By: Emma Newman
*Netgalley kindly provided me with a copy but that has not impacted my review.
What if they are out to get you? What if they are out to get you even on Mars? I rarely request books from Netgalley but this one just seemed so up my reading alley right now that I had to give it a go. Our main character Anna is a geologist and artist whose sent to the base on Mars in order to paint pretty pictures for her boss to sell. We are thrown into it pretty much from the minute she arrives from her solo flight.
This is a very middle of the road book. Great premise and mystery. I liked how Anna worked with what she had and what she knew to solve things even though there was a good argument she was essentially losing it.
I liked the technological aspect not just of the Mars mission or the AI that runs the base (I did think his human avatars were really well done creepy but in a good way) but of this vision of the future. Everyone is chipped and can interface with everything. Everything is seriously corporatized, including Mars, and this brings up a whole lot of interesting questions.
Anna’s plight on Mars brings up a lot of memories of her father (including a gruesome one) and the question of who are you giving up so much space in your head to and why can you trust them just because their are laws against doing something that no one can stop until its too late.
So what was off?
I wasn’t big on Anna. A lot of this story is told through her memories of her childhood and her marriage and since she kissed the base Doctor pretty much the second she was alone with him I couldn’t help spend a lot of the story doubting those memories as nothing but her making excuses. In fact I thought there were little things that were really off about some of the human behavior on the base.
Now credit where credit is due a lot of the ending actually made this work. But it was retroactive for me. The pacing was off and I felt like I was being told things as much as anything else and while the reveal and everything worked it combined to make the characters exceedingly hard for me to connect to and, in some cases, like.
There’s also a big reveal at the end that I feel like it was… *shrug.* It should have carried more emotional impact instead I felt like well, she didn’t really like them anyway so bow tied and all that.

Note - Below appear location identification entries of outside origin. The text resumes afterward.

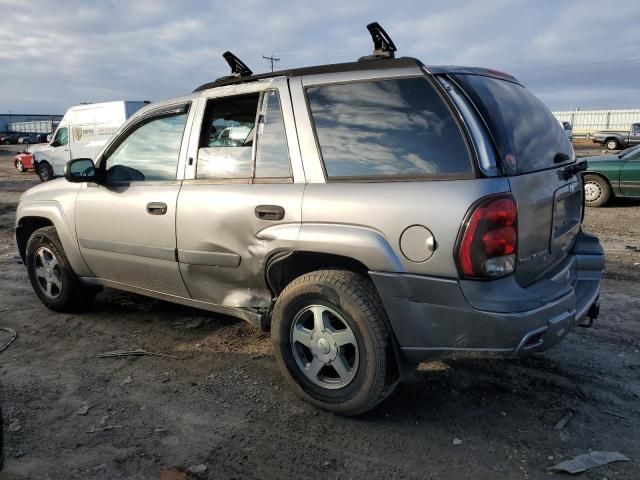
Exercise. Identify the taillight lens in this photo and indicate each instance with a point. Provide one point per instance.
(489, 240)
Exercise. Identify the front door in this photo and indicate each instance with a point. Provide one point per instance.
(126, 226)
(241, 198)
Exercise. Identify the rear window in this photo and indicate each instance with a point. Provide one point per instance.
(387, 128)
(527, 135)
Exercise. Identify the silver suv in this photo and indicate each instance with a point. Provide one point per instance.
(372, 215)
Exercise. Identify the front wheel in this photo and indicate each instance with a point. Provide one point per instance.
(51, 275)
(45, 172)
(332, 343)
(596, 191)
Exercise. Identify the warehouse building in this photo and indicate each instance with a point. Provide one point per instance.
(13, 122)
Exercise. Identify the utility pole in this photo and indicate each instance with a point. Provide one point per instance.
(271, 59)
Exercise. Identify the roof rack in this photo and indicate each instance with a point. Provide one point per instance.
(383, 46)
(238, 67)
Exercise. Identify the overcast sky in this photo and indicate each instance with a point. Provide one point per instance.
(54, 54)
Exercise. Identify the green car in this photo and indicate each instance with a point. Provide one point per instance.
(612, 176)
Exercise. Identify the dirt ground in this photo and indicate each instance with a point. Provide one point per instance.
(223, 404)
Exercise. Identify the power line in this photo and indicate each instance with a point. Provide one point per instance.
(271, 59)
(570, 65)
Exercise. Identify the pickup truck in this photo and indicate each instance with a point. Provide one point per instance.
(617, 139)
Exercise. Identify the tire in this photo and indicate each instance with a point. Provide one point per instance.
(45, 172)
(597, 191)
(611, 144)
(52, 278)
(352, 338)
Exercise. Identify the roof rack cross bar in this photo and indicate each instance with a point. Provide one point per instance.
(383, 46)
(238, 67)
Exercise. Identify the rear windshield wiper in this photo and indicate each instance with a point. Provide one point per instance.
(571, 170)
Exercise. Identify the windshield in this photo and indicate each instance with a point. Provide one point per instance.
(527, 135)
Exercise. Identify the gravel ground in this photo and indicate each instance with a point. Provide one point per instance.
(223, 404)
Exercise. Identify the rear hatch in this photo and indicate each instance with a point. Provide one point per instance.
(534, 151)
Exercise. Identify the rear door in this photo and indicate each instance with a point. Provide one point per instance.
(534, 152)
(242, 195)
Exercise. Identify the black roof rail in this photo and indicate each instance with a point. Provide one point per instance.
(383, 46)
(238, 67)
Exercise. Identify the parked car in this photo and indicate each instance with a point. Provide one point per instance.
(617, 139)
(610, 176)
(9, 138)
(370, 223)
(23, 161)
(82, 132)
(33, 138)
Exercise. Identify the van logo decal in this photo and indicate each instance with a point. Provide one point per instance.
(77, 133)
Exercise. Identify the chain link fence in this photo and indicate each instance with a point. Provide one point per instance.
(586, 122)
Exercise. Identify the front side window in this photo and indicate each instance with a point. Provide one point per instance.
(387, 128)
(150, 152)
(62, 137)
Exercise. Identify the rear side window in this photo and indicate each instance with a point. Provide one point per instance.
(527, 135)
(226, 141)
(239, 130)
(396, 128)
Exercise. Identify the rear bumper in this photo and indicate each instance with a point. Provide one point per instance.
(433, 317)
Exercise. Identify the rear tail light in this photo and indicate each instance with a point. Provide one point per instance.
(488, 241)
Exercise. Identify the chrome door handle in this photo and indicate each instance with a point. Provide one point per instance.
(269, 212)
(157, 208)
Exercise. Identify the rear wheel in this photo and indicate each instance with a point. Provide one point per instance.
(612, 144)
(45, 172)
(596, 191)
(332, 343)
(51, 275)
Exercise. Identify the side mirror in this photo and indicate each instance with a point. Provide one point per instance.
(81, 170)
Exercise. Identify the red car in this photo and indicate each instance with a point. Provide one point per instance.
(23, 161)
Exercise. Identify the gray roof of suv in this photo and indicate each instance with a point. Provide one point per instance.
(368, 64)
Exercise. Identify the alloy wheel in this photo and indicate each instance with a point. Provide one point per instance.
(324, 347)
(48, 273)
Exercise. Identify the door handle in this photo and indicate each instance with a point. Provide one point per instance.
(270, 212)
(157, 208)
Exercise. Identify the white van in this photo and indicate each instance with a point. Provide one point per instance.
(82, 132)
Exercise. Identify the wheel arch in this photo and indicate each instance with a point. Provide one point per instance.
(613, 184)
(285, 266)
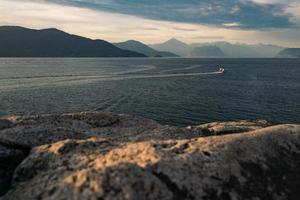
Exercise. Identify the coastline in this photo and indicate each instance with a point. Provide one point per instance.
(119, 156)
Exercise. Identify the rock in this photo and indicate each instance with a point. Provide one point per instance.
(4, 123)
(221, 128)
(259, 164)
(9, 160)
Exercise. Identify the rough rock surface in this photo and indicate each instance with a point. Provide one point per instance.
(110, 156)
(9, 159)
(222, 128)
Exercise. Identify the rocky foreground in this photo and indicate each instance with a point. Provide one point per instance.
(115, 156)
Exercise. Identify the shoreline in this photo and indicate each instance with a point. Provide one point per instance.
(119, 156)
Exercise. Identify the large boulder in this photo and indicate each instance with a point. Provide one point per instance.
(259, 164)
(9, 159)
(222, 128)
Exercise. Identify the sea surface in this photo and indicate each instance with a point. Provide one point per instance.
(177, 91)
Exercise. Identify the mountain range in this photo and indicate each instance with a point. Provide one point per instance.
(229, 50)
(139, 47)
(24, 42)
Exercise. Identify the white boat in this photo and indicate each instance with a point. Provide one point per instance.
(222, 70)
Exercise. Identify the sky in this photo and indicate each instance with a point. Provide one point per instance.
(154, 21)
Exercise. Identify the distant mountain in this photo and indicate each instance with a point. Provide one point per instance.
(266, 50)
(245, 50)
(137, 46)
(289, 53)
(174, 46)
(208, 52)
(24, 42)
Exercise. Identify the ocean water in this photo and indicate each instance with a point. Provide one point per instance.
(177, 91)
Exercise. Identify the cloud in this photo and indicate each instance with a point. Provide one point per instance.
(256, 14)
(116, 27)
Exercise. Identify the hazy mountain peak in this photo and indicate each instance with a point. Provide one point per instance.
(140, 47)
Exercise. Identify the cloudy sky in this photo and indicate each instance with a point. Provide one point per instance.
(153, 21)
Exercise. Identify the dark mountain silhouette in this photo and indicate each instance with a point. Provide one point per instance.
(208, 52)
(175, 46)
(137, 46)
(24, 42)
(289, 53)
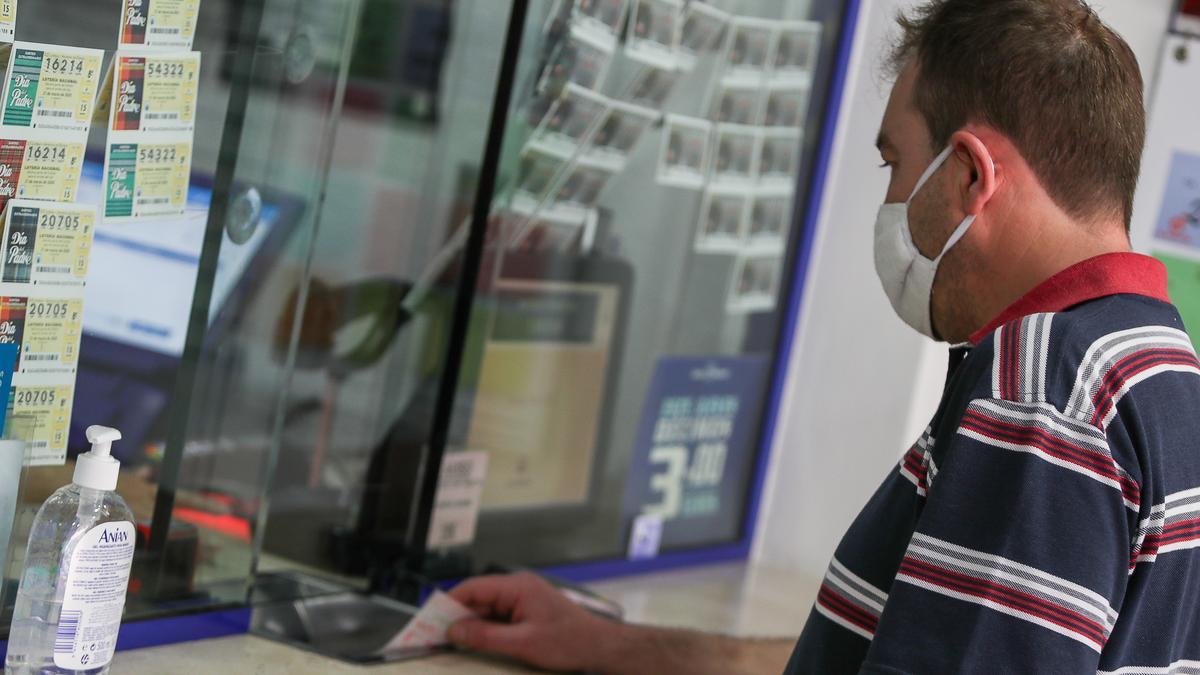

Okay this might be nitpicking: A+ for having a binary character but I have to admit the use of hir and ze as replacements for the usual in that characters case took me a while to get used to and I never really liked it, as a reader, but I’m not sure how else you would get the point across.
I didn’t know when I requested it that Before Mars is the third book in a series. I was able to follow along with it fine and I don’t think I missed anything- separate characters- but perhaps it would have had more emotional heft if I had read the rest of the series.
Recommend: 50/50. If you like a good is she losing it or not mystery, or this is the cool stuff we get to play with in the future, this may be for you. Or give a go to the first in the series. There was a ton of potential here it just fell flat for me.
10 thoughts on “Not the Place for Paranoia…”
Oh lord, a nonbinary character? I don’t remember seeing that in a book before 👀 it sounds interesting, although I don’t know if the good balances out the bad? Ughh, tough choice…
Great review 💛
Annie, was just about to say the same thing – boobeachbunny, thanks for letting us know about this 🙂
Great review! Shame this was very middle of the road and the pacing was so off. Honestly, I think it’d be really difficult to get my head round that grammar, especially having read books that have tried that before and ended up confused by them. Thanks for the heads up- a really thorough review!
Hey! I tagged you in 3 days 3 quotes challenge! https://writtenininkkblog.wordpress.com/2018/03/26/3-days-3-quotes-challenge-day-1
Cool! Thank you 🙂
Sounds like an interesting concept, but I don’t like books where you’re being talked “at” as opposed to talked “to”… This sounds like it may be one of those!